Le groupe de travail favorise ensuite le co-audiencement des dossiers chronophages avec le barreau. Cette proposition, impliquant une anticipation et un engagement des juges d’instruction quant à la clôture de leurs dossiers, permettrait d’anticiper la réservation des créneaux d’audience (recommandation n° 36). Également, la généralisation de la pratique de l’audience de fixation est recommandée pour limiter et encadrer le nombre de renvoi (recommandation n° 37).
 
Enfin, le rapport veut simplifier le travail du greffe en dématérialisant les actes de procédure pénale, à droit constant ou avec des évolutions normatives. Certains ressorts expérimentent un nouveau mode de délivrance des citations et à terme, de transmission des décisions pénales à signifier.
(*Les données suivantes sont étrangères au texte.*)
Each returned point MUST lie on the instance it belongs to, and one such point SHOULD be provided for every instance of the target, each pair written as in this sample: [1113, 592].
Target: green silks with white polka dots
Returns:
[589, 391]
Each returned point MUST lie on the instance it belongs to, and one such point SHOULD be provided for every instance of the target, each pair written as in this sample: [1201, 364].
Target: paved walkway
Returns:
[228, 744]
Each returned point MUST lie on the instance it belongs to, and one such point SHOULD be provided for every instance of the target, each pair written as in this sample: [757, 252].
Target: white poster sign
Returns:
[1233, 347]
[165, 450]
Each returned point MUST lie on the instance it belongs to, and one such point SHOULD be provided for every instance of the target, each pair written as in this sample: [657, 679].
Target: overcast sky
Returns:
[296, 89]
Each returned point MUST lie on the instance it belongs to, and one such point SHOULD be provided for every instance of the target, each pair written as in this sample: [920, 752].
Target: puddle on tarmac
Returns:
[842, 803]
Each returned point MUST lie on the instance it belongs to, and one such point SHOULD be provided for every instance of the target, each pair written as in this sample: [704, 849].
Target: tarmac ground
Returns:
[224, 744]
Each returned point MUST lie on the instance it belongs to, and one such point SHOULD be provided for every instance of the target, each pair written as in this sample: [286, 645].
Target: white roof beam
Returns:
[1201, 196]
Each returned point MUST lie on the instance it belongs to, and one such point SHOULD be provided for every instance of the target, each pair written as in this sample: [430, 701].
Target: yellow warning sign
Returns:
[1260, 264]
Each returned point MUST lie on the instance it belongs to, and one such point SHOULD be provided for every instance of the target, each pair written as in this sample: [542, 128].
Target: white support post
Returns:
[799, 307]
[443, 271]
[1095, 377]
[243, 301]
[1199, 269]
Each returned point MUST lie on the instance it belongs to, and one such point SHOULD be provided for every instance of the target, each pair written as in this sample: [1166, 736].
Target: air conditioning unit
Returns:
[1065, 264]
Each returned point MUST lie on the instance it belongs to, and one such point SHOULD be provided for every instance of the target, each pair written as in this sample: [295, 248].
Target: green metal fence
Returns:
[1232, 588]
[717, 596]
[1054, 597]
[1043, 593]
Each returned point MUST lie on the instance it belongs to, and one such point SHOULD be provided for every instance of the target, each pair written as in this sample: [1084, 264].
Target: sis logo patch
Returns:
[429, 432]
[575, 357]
La simplification pouvant ainsi se faire grâce aux évolutions applicatives de la procédure pénale numérique (recommandation n° 38).
 
 
Une amélioration du traitement des dossiers civils
Sur le plan civil le groupe de travail a fait de nombreuses recommandations pour accélérer le procès, simplifier le traitement des affaires, améliorer qualitativement le traitement des contentieux.
 
Éric Dupond-Moretti a d’ailleurs annoncé le recrutement de 1 000 personnels supplémentaires (juristes assistants et renfort de greffe) dans les trois mois pour réduire les délais de justice. Objectif d’ici 3 ans : la réduction des délais à 6 mois (ils sont actuellement de 14 mois en première instance et 17 mois en appel, RTL, 3 mai 2021).
 
 
Notons qu’un important projet de loi pour la confiance dans l’institution judiciaire va être discuté à l’Assemblée nationale en séance publique à compter du 17 mai 2021 (v. Confiance dans l’institution judiciaire : quels changements côté procédure juridictionnelle ?, Actualités du droit, 15 avr. 2021). Plusieurs objectifs : mieux faire connaître le fonctionnement de la justice, renforcer les droits des citoyens à chaque étape de la procédure juridictionnelle, redonner du sens à la peine et mieux préparer la réinsertion du détenu (v. Confiance dans l’institution judiciaire : quel impact en droit pénitentiaire ?, Actualités du droit, 15 avr. 2021) et renforcer la confiance dans l’action des professionnels du droit (v. Confiance dans l’institution judiciaire : du nouveau pour la déontologie des professionnels du droit, Actualités du droit, 16 avr. 2021).